St-Cyr and Kohler are shipped out to Avignon to investigate the violent death of a young aristocrat: she was a singer aspiring to join the Madrigal group. Amidst a heady brew of sex, politics and professional jealousy, St-Cyr must discover the truth - with some help from the dead.
J. Robert Janes is a mystery author best known for writing historical thrillers. Born in Toronto, he holds degrees in mining and geology, and worked as an engineer, university professor, and textbook author before he began writing fiction. In 1992, Janes published Mayhem, the first in the long-running St-Cyr and Kohler series for which he is best known. These police procedurals set in Nazi-occupied France have been praised for the author’s attention to historical detail, as well as their swift-moving plots.
A muddled tale. Most of the narrative relies on dialogue by the characters, major and minor. But thoughts are presented with spoken words, and they are sometimes contradictory. Also, in the Kindle edition at least, spoken wors are set off by single quotation marks that can be missed when reading rapidly. Setting and architectural details are important to the story, and the details are sometimes hard to grasp. Finally, there are many details of 14th century fashion, music, and belief that are easy to confuse. I wanted to like this, but kept losing the thread.
Ah, reading this tenth St-Cyr and Kohler novel after a gap of several months feels like welcoming back two familiar old friends. You simply cannot beat this series for atmosphere, Janes' believable recreation of the difficult period of the German occupation of France.
The timeline has now reached late January 1943 and the tide of war has definitely turned against Hitler's forces, with news of disaster at Stalingrad giving renewed hope of eventual liberation for the French. Our two detectives have been sent to investigate murder in Avignon, a case they suspect intended to get rid of them, their Gestapo masters using the strengthening resistance movement to dispose of the troublesome pair.

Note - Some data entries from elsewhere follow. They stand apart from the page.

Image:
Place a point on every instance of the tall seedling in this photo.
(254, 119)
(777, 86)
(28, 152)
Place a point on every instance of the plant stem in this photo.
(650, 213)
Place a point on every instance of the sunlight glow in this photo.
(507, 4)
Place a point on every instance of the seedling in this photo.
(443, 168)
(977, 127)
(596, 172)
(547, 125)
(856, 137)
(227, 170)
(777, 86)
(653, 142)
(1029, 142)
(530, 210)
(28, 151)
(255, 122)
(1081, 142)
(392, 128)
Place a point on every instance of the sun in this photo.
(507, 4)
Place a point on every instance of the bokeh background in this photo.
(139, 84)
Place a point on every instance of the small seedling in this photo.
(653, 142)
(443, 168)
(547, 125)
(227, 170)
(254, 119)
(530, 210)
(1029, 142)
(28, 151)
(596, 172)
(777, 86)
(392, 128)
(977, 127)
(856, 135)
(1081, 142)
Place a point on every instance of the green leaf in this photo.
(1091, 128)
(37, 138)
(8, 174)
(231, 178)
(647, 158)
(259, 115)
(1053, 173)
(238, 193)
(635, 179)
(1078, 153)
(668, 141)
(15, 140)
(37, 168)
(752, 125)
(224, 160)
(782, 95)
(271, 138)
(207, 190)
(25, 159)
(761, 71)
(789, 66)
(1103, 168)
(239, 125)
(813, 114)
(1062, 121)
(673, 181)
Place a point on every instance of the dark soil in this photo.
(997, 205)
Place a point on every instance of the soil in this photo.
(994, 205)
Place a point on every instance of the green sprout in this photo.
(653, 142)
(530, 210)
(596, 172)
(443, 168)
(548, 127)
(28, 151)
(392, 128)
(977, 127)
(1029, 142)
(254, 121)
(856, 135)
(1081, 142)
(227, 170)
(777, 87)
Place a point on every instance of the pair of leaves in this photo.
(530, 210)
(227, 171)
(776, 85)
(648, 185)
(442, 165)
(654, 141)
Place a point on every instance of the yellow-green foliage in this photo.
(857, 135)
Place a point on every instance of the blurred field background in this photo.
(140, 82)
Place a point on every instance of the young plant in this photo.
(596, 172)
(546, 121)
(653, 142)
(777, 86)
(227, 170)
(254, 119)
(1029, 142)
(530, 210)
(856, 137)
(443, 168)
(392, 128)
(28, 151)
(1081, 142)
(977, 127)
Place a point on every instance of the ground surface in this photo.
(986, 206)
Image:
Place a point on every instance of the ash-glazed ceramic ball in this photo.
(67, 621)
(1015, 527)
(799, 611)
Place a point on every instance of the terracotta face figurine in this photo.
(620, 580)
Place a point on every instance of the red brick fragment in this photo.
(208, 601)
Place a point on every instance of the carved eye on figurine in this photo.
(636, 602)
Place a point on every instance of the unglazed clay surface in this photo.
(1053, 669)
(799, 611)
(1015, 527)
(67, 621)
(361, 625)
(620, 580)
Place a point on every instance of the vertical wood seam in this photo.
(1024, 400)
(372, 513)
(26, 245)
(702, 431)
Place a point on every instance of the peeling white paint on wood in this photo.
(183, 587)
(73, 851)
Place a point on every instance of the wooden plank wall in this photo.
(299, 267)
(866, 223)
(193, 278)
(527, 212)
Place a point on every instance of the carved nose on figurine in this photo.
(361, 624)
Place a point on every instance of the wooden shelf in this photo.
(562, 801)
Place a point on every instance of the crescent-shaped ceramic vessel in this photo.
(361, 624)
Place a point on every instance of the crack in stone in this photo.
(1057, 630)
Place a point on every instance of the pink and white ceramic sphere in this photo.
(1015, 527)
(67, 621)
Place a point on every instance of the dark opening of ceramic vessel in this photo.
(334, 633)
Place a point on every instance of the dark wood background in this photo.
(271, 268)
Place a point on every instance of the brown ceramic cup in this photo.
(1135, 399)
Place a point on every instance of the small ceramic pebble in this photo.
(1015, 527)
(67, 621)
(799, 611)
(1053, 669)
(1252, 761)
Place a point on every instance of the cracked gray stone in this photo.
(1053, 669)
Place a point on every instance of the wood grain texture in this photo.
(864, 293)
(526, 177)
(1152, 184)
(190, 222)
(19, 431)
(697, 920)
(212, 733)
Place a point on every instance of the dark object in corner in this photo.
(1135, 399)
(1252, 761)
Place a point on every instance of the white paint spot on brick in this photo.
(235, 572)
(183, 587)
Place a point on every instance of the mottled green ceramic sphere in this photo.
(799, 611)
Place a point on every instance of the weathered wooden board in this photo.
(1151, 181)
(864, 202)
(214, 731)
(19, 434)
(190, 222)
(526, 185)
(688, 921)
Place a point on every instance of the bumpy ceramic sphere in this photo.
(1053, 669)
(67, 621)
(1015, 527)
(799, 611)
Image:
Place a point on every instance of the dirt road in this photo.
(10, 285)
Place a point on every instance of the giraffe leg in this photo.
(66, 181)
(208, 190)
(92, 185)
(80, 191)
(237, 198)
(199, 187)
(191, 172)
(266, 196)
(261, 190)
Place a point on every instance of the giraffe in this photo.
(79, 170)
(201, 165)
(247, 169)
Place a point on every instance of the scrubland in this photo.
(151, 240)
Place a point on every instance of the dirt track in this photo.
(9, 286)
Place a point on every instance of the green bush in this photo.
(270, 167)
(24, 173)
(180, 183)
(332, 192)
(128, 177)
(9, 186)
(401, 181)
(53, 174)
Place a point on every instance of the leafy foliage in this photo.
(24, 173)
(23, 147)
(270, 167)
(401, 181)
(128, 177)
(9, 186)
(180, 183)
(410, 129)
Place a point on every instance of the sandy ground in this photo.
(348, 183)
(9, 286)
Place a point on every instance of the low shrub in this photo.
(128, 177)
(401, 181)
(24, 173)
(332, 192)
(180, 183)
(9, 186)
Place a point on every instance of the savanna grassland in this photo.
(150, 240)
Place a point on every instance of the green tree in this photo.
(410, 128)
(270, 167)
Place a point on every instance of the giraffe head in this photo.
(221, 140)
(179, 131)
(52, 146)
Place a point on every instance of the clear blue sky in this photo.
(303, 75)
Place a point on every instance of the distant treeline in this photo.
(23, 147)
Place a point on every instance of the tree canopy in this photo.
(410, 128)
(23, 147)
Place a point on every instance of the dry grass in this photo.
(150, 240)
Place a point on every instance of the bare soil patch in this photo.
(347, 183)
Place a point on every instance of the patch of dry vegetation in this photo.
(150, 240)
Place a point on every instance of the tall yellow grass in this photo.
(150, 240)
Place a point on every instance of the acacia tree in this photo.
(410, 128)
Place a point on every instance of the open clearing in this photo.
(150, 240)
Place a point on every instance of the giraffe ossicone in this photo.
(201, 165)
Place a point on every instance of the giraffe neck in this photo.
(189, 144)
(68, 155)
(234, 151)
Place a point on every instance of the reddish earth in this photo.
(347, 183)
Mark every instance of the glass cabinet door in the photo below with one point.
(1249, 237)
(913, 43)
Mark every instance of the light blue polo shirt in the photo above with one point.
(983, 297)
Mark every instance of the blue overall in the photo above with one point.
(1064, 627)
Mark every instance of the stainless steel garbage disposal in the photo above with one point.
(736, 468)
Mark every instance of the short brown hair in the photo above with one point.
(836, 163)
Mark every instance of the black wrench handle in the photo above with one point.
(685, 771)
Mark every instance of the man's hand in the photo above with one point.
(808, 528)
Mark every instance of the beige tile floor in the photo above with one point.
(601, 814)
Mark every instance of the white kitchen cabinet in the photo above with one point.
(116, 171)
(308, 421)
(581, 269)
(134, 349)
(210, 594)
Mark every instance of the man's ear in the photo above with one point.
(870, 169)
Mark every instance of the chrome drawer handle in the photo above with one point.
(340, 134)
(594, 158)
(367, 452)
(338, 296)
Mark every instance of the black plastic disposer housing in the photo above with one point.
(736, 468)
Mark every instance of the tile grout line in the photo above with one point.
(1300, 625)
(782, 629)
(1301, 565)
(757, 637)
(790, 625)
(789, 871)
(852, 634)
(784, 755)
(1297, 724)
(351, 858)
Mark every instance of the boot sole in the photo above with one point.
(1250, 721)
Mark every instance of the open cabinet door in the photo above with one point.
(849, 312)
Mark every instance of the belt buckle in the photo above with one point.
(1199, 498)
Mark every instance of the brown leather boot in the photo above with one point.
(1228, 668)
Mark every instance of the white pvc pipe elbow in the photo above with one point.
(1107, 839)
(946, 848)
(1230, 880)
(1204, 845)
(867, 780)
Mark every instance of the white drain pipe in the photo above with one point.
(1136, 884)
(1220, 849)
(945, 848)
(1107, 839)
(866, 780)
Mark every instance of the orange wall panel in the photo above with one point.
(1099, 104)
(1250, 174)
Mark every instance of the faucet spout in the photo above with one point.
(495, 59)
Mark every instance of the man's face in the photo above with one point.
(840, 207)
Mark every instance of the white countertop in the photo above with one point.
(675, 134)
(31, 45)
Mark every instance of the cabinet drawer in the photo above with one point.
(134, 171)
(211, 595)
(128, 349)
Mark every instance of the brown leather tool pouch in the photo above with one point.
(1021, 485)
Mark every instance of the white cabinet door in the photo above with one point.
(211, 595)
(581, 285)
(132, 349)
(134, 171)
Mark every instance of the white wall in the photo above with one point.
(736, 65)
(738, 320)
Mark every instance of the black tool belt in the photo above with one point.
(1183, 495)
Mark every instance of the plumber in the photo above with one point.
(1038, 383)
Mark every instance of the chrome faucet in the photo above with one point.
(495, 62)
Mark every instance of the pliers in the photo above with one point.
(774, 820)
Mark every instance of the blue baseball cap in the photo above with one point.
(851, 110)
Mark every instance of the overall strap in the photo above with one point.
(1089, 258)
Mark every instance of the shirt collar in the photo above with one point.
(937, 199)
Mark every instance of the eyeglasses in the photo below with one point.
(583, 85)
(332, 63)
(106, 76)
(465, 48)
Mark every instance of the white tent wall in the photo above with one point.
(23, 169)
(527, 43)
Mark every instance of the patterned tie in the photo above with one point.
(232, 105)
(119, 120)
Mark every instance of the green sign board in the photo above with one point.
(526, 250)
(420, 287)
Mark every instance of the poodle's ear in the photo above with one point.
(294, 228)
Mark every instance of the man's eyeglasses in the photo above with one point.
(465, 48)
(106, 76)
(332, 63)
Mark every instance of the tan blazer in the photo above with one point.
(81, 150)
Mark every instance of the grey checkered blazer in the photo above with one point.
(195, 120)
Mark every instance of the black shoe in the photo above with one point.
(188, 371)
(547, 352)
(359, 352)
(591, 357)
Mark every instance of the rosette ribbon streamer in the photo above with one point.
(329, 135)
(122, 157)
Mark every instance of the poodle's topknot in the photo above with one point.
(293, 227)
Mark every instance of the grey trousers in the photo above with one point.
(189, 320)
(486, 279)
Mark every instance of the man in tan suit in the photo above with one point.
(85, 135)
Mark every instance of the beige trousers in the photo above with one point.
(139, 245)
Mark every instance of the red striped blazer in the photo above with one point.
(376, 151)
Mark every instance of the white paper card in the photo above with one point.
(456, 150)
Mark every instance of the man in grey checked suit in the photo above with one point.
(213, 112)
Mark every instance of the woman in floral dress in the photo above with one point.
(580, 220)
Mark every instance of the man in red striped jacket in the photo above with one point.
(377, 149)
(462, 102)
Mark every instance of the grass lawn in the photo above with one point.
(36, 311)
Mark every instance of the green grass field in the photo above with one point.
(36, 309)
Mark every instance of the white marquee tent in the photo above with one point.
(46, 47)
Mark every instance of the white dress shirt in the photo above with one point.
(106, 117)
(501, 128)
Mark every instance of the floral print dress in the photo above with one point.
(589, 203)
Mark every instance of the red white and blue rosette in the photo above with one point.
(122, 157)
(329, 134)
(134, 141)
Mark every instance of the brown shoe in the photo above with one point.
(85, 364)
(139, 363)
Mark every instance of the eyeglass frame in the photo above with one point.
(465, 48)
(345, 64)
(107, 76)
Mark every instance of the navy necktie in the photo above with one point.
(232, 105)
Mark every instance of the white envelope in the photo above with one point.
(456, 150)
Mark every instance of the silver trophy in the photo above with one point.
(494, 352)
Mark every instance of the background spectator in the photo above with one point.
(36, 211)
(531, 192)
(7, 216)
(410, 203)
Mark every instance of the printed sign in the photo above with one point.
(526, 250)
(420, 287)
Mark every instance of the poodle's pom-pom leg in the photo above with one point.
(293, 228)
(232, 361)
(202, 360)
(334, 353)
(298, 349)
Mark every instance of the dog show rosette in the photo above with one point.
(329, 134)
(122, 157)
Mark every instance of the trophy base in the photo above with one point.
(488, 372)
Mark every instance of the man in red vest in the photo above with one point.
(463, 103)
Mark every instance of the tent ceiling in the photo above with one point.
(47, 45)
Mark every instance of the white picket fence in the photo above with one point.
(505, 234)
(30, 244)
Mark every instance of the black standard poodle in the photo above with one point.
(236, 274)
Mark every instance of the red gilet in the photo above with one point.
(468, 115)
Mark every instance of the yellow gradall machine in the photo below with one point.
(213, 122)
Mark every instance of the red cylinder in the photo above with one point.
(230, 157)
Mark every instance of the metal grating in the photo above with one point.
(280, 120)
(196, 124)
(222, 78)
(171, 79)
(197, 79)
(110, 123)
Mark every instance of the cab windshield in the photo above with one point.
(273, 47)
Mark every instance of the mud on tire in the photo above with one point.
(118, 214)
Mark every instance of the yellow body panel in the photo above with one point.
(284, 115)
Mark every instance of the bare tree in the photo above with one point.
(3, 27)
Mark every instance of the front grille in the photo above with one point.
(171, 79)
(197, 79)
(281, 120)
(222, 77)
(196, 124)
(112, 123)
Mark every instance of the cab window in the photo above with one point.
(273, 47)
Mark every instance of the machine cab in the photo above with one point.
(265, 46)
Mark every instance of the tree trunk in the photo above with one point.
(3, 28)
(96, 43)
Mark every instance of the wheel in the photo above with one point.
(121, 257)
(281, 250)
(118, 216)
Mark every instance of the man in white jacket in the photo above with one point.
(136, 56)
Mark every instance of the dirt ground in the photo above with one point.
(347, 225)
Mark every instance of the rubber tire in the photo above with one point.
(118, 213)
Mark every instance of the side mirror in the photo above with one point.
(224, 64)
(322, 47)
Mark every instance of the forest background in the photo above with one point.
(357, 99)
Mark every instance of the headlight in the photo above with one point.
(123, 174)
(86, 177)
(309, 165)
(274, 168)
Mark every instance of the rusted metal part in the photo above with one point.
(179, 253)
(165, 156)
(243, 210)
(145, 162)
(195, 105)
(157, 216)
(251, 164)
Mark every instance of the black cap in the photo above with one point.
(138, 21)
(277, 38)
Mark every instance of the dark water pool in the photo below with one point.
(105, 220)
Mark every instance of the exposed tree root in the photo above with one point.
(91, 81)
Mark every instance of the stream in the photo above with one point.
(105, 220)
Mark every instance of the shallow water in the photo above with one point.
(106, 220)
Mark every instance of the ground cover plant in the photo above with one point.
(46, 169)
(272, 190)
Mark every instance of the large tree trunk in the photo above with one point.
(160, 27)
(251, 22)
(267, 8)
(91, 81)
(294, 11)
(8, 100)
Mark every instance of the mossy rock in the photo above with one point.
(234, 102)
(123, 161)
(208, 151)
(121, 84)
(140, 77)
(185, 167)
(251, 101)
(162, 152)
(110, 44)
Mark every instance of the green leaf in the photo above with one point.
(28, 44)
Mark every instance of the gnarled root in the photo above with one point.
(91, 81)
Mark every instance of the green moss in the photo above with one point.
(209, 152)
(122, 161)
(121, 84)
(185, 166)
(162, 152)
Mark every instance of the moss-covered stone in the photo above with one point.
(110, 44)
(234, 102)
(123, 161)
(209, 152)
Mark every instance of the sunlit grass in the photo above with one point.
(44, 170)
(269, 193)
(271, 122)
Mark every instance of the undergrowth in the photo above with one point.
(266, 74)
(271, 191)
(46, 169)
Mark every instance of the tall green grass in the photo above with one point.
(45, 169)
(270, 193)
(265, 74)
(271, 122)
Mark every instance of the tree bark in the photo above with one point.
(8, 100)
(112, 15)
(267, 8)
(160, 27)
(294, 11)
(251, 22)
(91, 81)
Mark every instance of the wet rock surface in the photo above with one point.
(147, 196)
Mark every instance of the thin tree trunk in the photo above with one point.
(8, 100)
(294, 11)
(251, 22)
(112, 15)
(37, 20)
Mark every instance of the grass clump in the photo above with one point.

As usual the main point of interest with the book is the relationship between St-Cyr and Kohler, how they work together in odd but perfect harmony to tease out the threads of a complicated case in difficult circumstances. Relationships, too, between the French and the Germans, whether Resistance, Collaborators or, like most ordinary people, just trying to survive, to avoid forced labour service, to support their families. And how existing power structures were used by the Occupiers to maintain order and control.
The murder of a beautiful young woman discovered dressed like a Renaissance damsel, with horrific injuries, seems tied to the earlier apparent drowning of another girl, both part of a madrigal group. There's the local commandant's wife, badly burned and horrifically scarred in an Allied bombing attack on Cologne, who knew both victims and has information pertinent to the case but her husband won't permit her cooperation. Some influential locals have been exploiting the circumstances of the occupation to enrich themselves, buying up properties abandoned in the flight of the wealthy, including vineyards and artworks. Meanwhile, rations for ordinary citizens are 1,100 calories per day, if you can get what little is available, and that involves hours standing in a queue from pre-dawn. Those who can afford it pay others to stand in line. So hardships are far from evenly shared.
I will update when done.
Not finished yet but I have to comment on the eye-rolling scene in which Kohler conducts n interrogation of two young women in a bath (one of those big ones you can swim in practically). While asking questions of them they obligingly soap his back, and so on. That this scenario is remotely believable testifies to the strength of Janes' character building. Still it makes me laugh. Male wish fulfilment fantasy. Haha!
Finished the book earlier today. The St-Cyr and Kohler novels have become one of my favourite historical crime series. I read for character, atmosphere, strong sense of time and place, more than a clever mystery but if you want a challenge in that regard (trying to solve a puzzle) then the books deliver that, too, if you can disentangle the labyrinthine threads. And what a rich tapestry Madrigal is. I am not going to try to explain the complicated crime plot...to be honest, I didn't understand how the pieces all fit together, what with Renaissance music, costume and symbolism...astrology...La Cagoule ( right wing revolutionary action group), Resistance, Milice (Vichy collaborationist paramilitary organisation)...tormented Catholic priests...the 'Babylonian captivity' of the papacy in Avignon...the murky, dangerous, morally compromised circumstances of Occupied France, our harassed detectives engaged in solving murder mysteries for a regime responsible for mass killing.
I would love to see a television adaptation of these books. Recommended to all students of human nature and moral complexity.
The plot in this book is tedious and nearly all of the characters are terrible people, so there's not really anyone to root for, except St Cyr and Kohler, of course.